A wrap of the biggest stories and best writing about the outdoors from New Zealand and around the world.
Boardwalk tracks on the Pouakai Crossing are set to be raised to combat damage to the fragile wetland vegetation.
The $750,000 project, due to start next year, will raise the height of 720m of boardwalk across Pouakai Tarns and 650m across the Ahukawakawa wetlands by half a metre, Stuff reports.
The construction is the next stage in the $13.4m Taranaki Crossing project.
DOC strategic project manager Carl Whittleston said resource consent to build the boardwalk had been granted.
“These works have been prioritised along with the Mangorei Track work as this is where we have had significant increase in usage in recent years, and we need to protect the environment from further impact,” he said.
“Lifting the boardwalk out of the wet ground will prevent damage to the wetland, and also prevents the spread of pest plants and keeps users’ feet dry.”
The boardwalk will be built over the top of the existing track, and public access will remain while construction takes place.
No work will be done during the weekends.
Cleaner honoured for spotless Hunua loos
The cleanliness of the Hunua Falls toilets has been acknowledged, thanks to a committed part-time cleaner, Auckland Council reports.
When Kathleen Clemens, 26, took it upon herself to clean up the area by her family’s Hunua Falls food cart, her family went the extra mile to help her get her first job working for Auckland Council to clean the toilets and surrounds.
Clemens, who has learning difficulties, has done such a good job, the toilets she cares for have been named Keep NZ Beautiful’s best loos 2020.
“She is an absolute role model who is dedicated to keeping the Hunua facilities clean so all visitors can enjoy the area,” Citycare contract manager Steve Paulson said.
“What’s more, she’s a truly awesome person to get to know. I hope people go out of their way to say hello to Kathleen, thank her and see this great location for themselves.”
Richmond Ranges tramper found
A 30-year-old tramper has been rescued after three nights lost in the Richmond Ranges.
The local man – identified only as Joseph – was last seen at Red Hills Hut on October 31, and was due out at Lake Chalice on November 4.
His relatives raised the alarm when he hadn’t appeared by the following day, NZ Herald reports.
“An eagle-eyed helicopter staff member spotted him six kilometres from his intended exit route in the Motueka River area – an area that is heavily gorged and bluffed,” police said.

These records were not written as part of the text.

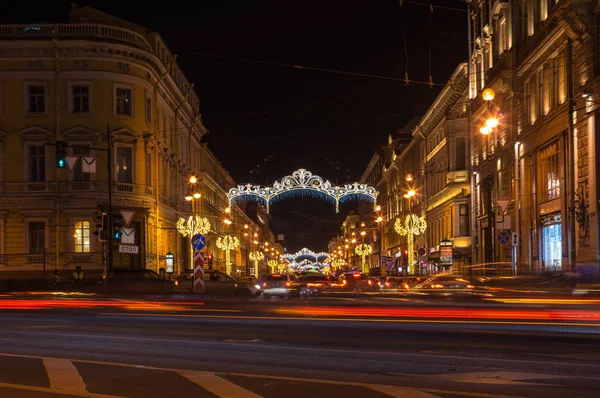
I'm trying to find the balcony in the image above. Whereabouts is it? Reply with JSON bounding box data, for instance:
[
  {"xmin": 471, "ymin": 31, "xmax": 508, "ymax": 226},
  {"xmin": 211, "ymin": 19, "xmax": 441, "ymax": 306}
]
[{"xmin": 0, "ymin": 24, "xmax": 152, "ymax": 52}]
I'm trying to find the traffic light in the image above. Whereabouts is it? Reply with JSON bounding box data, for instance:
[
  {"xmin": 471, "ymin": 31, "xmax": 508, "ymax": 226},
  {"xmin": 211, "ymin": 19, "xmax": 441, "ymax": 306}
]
[
  {"xmin": 94, "ymin": 213, "xmax": 108, "ymax": 242},
  {"xmin": 56, "ymin": 141, "xmax": 67, "ymax": 169},
  {"xmin": 111, "ymin": 216, "xmax": 123, "ymax": 239}
]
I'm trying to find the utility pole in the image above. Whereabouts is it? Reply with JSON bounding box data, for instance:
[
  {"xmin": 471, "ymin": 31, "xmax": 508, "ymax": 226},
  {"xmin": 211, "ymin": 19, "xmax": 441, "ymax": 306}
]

“Cold and soaked, Joseph was badly blistered with cut hands from attempting to navigate his way out, but mostly uninjured and extremely lucky.”
Chatham Islands raking in Kiwi tourists
While much of New Zealand struggles to recoup tourism dollars, one hotspot is inundated with visitors.
CNN reports that the Chatham Islands, located 800km east of the South Island, have become ‘2020’s hottest getaway for Kiwis’.
Tourism season typically lasts from November to March, but all on-island accommodation is now booked until June 2021.
The spike happened quickly, the islands’ tourism manager Jackie Gurden said, though the visitors tend towards the older demographic.
“It’s a bit more expensive to get out here so you don’t get young people looking for a cheap holiday, and there are no beach resorts or anything.”
Gurden said visitors are advised to respect the ecosystem and small-town vibe of the islands.
“There is a resistance on the island to tourists coming into their space,” she said.
“Tourism is about coming and taking but we made sure there’s a way to give back.”
This includes companies giving $25 per traveller to the Chathams, which uses the money to pay for projects that benefit locals.
New drone tech for Tasman search and rescue
A new all-weather night capable drone has been trialled by Tasman police and search and rescue.
About 120 search and rescue volunteers gathered in St Arnaud for a multi-day search and rescue exercise, to try the new technology, Stuff reports.
The drone, which will be based in Nelson, has an infrared camera, which can be used at night to search for people
“It’s a highly successful piece of equipment for finding people with its infrared capabilities, we were really blown away by it. It is a great tool for us,” Tasman Police Search and Rescue officer Sergeant Malcolm York said.
York anticipates Kiwis with cabin fever will make for a busy summer period.
“It was a really poignant time for us to make sure we are good to go for the summer,” he said.
How to cut carbon emissions when traveling
As the ‘flight shaming’ movement gathers steam, Outside magazine has written an informative guide on carbon emissions, detailing when you should take a plane and when you shouldn’t.